Interfaith advocacy meeting to commemorate the 70th Anniverseary of Hiroshima. © Adebayo Anthony Kehinde

Interfaith advocacy meeting to commemorate the 70th Anniverseary of Hiroshima. © Adebayo Anthony Kehinde


Adebayo Anthony Kehinde leads an African group supporting ICAN, the International Campaign to Abolish Nuclear Weapons. Its interfaith campaign is especially significant on the 70th anniversary of the atomic bombings in Japan.

“The African partner members of ICAN have been very active and vocal in supporting the Ban on Nuclear Weapons and Small Arms Proliferation,” said Kehinde, a member of the World Council of Churches (WCC) Commission of the Churches on International Affairs (CCIA).

The group has made its voice heard in work spheres and at crucial inter-religious initiatives in this symbolic year, including an important interfaith meeting in London on 25 September.

Africa’s importance is underscored by the fact that South Africa, under the apartheid regime, was a nuclear arms power.

“This also underscores the importance we attached to the recently held interfaith meeting between the Youth Ministry of our Church and ICAN UK chapter to commemorate the 70th anniversary of Hiroshima,” said Kehinde.

The government of Nigeria, considered one of Africa’s economic centers, has long supported the ban on nuclear weapons.

“For 13 years, Nigeria has remained one of the foremost promoters of the African Nuclear-Weapon-Free Zone Treaty, also called the Pelindaba Treaty.
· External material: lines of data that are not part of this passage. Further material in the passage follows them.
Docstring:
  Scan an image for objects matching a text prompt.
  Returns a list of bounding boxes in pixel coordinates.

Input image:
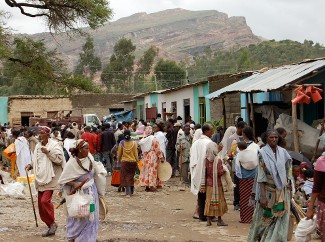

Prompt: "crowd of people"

[0,115,325,241]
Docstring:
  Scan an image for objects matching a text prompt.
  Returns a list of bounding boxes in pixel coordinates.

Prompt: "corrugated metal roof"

[133,81,208,98]
[206,59,325,99]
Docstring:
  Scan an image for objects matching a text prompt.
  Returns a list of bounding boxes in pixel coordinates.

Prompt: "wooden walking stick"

[178,143,183,181]
[25,169,38,227]
[311,117,325,164]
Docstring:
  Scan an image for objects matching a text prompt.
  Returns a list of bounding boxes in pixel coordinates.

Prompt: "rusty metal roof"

[206,58,325,99]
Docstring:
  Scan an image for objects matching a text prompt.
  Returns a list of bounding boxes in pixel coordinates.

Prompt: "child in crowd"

[237,141,247,151]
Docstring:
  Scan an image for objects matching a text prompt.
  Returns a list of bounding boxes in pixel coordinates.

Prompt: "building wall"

[71,93,131,119]
[206,73,252,127]
[144,84,205,122]
[8,93,131,125]
[8,96,73,123]
[0,97,8,125]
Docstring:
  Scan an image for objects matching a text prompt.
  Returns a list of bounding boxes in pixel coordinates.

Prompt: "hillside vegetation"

[188,40,325,82]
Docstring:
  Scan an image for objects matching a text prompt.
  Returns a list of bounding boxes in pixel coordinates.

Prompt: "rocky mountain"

[27,9,261,68]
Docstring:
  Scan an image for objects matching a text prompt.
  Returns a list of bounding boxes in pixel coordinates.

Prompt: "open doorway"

[183,98,191,120]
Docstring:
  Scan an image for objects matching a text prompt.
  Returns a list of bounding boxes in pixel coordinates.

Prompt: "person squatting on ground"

[26,126,65,237]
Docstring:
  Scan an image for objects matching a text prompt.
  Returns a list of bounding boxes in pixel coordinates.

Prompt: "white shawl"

[155,131,167,157]
[236,142,260,170]
[15,137,31,176]
[190,135,212,195]
[33,139,65,186]
[58,153,95,186]
[139,135,154,153]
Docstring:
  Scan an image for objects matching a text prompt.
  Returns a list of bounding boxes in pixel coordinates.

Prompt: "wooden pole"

[291,90,299,152]
[249,92,256,138]
[222,97,227,132]
[245,92,250,125]
[311,117,325,164]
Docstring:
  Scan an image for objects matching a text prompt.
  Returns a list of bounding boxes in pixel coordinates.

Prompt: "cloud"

[1,0,325,44]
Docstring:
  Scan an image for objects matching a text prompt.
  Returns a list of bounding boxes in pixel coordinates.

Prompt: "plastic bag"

[295,216,317,242]
[0,182,25,198]
[66,190,91,218]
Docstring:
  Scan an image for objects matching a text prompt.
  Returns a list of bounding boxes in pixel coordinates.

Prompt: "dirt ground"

[0,178,316,242]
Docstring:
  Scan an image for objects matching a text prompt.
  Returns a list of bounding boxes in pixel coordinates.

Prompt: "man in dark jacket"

[100,124,116,175]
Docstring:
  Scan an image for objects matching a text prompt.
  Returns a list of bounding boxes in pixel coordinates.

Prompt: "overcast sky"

[0,0,325,44]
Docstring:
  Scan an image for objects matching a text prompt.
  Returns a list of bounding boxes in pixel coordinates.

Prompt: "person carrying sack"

[26,126,65,237]
[59,139,107,242]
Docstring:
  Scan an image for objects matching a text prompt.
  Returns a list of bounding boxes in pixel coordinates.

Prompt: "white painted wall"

[144,86,203,122]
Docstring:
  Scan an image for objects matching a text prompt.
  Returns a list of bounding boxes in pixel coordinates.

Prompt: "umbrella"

[288,150,311,165]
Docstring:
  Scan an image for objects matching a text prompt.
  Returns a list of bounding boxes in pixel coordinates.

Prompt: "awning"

[206,59,325,99]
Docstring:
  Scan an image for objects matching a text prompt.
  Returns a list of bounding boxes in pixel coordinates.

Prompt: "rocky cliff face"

[27,9,261,67]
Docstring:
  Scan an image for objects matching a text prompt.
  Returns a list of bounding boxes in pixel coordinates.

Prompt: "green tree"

[5,0,112,31]
[155,59,186,89]
[101,38,136,93]
[1,38,97,95]
[75,35,102,77]
[134,46,158,92]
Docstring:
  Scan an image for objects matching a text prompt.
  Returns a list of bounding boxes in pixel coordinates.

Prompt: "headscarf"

[76,139,88,150]
[144,126,152,137]
[69,139,88,157]
[38,126,51,134]
[139,126,155,153]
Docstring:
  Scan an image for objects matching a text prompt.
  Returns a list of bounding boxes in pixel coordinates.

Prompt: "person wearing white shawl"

[139,126,164,192]
[12,130,31,176]
[59,139,107,242]
[247,130,292,242]
[205,142,228,226]
[190,124,213,221]
[26,126,65,237]
[235,126,260,223]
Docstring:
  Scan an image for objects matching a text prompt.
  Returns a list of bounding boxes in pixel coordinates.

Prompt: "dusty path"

[0,180,310,242]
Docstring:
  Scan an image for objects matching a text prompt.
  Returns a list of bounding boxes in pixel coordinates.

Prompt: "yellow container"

[16,174,35,183]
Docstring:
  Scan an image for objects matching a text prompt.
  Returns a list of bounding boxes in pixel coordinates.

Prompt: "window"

[199,97,206,125]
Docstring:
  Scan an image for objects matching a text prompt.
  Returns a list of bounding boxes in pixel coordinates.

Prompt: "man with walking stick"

[26,126,65,237]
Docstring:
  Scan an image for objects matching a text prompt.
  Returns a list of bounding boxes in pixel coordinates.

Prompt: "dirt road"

[0,179,306,242]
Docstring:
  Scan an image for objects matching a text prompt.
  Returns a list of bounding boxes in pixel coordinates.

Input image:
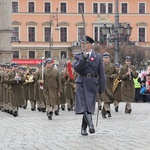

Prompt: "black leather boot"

[47,111,53,120]
[81,116,88,136]
[84,112,95,133]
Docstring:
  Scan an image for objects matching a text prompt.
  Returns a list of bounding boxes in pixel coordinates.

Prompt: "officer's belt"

[80,73,97,78]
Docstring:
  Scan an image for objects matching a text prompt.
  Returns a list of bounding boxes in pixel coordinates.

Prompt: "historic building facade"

[0,0,12,63]
[11,0,150,64]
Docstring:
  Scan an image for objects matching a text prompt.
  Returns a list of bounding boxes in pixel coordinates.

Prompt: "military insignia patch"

[90,57,94,61]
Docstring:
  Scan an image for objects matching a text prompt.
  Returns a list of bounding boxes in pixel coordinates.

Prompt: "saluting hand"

[58,92,60,97]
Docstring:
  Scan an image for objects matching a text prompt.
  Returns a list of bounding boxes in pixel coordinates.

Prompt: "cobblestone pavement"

[0,103,150,150]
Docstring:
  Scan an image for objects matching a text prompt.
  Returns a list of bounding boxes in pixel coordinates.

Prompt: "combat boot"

[84,112,95,134]
[81,116,88,136]
[47,111,53,120]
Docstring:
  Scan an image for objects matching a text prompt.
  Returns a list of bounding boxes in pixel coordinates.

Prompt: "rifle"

[40,57,44,90]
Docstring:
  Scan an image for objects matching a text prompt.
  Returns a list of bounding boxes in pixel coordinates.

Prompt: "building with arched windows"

[9,0,150,64]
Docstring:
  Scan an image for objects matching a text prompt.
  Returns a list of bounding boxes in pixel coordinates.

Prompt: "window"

[108,3,113,14]
[93,3,98,14]
[94,27,106,45]
[45,2,51,13]
[28,27,35,42]
[60,3,67,13]
[121,3,128,14]
[12,27,19,42]
[60,51,67,58]
[78,27,84,41]
[100,3,106,14]
[12,2,18,13]
[29,51,35,58]
[28,2,34,13]
[13,51,19,58]
[139,3,145,14]
[93,3,113,14]
[44,27,51,42]
[45,51,50,58]
[139,27,145,42]
[60,27,67,42]
[78,3,84,13]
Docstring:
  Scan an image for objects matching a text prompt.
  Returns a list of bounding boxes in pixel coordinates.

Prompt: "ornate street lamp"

[49,8,59,58]
[101,0,132,63]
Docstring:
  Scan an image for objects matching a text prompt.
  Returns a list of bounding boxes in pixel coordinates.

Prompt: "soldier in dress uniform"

[26,68,36,111]
[0,64,3,110]
[101,52,116,118]
[59,71,66,110]
[34,63,46,112]
[8,62,25,117]
[22,66,29,109]
[2,64,10,113]
[120,56,138,114]
[74,36,105,136]
[1,64,6,112]
[41,58,62,120]
[113,63,122,112]
[64,65,75,111]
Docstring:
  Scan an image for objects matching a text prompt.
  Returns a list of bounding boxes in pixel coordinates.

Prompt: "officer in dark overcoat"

[74,36,105,135]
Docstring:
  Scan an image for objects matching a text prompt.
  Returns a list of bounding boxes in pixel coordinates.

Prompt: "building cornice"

[136,22,148,26]
[76,22,87,26]
[42,21,53,26]
[26,21,37,26]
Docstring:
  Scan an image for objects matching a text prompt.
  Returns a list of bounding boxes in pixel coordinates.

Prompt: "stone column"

[0,0,12,63]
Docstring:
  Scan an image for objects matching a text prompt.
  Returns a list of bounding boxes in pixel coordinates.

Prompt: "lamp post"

[101,0,132,63]
[49,8,59,58]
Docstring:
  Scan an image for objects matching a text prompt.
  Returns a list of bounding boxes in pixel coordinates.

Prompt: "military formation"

[0,36,149,136]
[0,58,76,120]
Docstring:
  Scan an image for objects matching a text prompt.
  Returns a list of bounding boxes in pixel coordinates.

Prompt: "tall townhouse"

[11,0,150,65]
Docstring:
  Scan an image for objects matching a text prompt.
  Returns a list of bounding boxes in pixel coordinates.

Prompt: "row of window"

[12,51,67,59]
[12,27,146,42]
[12,2,146,14]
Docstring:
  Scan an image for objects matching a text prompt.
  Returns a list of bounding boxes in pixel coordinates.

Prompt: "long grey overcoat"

[101,63,116,103]
[74,51,105,114]
[120,65,138,102]
[43,68,62,107]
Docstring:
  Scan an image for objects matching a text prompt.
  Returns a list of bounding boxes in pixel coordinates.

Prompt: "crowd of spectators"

[134,66,150,102]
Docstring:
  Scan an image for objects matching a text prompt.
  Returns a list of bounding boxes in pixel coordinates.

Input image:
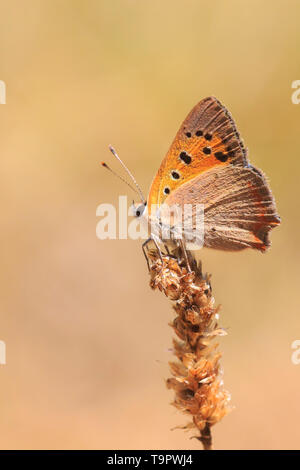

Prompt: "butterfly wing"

[165,165,280,251]
[148,97,247,213]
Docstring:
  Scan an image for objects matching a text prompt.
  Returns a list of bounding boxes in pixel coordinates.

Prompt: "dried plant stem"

[149,244,230,450]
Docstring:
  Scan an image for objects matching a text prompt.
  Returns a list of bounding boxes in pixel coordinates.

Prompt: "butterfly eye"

[171,171,180,180]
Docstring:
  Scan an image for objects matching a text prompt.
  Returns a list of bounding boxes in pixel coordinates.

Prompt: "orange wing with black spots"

[148,97,248,211]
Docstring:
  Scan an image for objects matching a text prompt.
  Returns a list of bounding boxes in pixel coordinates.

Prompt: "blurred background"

[0,0,300,449]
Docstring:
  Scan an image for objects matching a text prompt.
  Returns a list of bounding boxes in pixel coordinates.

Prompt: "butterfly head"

[130,201,147,219]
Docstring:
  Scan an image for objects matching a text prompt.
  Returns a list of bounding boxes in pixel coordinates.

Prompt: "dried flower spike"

[148,244,230,450]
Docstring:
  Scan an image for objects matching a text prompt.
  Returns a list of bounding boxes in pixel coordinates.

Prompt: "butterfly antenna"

[101,162,140,196]
[109,145,145,202]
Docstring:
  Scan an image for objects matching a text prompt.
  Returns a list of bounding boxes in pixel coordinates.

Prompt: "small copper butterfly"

[104,97,280,260]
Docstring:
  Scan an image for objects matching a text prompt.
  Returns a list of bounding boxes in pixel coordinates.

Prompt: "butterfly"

It entered into force on 15t July, 2009,” said Nigeria’s Permanent Mission to the United Nations in New York.

South Africa’s nuclear arms programme ended it in 1989.Bombs were dismantled and South Africa acceded to the Treaty on the Non-Proliferation of Nuclear Weapons in 1991. In August 1994, after completing an inspection, the International Atomic Energy Agency confirmed South Africa’s nuclear weapons had been dismantled.

South African President Jacob Zuma observed at the United Nations (UN) on 29 September that 2015 marks not only 70 years since the formation of the UN, but also 70 years since the United States dropped atomic bombs the Japanese cities of Hiroshima and Nagasaki. “There can be no safe hands for nuclear weapons,” he declared. “The humanitarian consequences of a possible detonation of a nuclear weapon, whether intentionally or accidentally, will be catastrophic for humanity.”

As a global campaign coalition with ecumenical support, ICAN works to mobilize people in all countries to inspire, persuade and pressure their governments to initiate and support negotiations for a treaty banning nuclear weapons.

ICAN website

Church leaders to embark on pilgrimage to Hiroshima and Nagasaki seeking an end to nuclear threats (WCC press release of 27 July 2015)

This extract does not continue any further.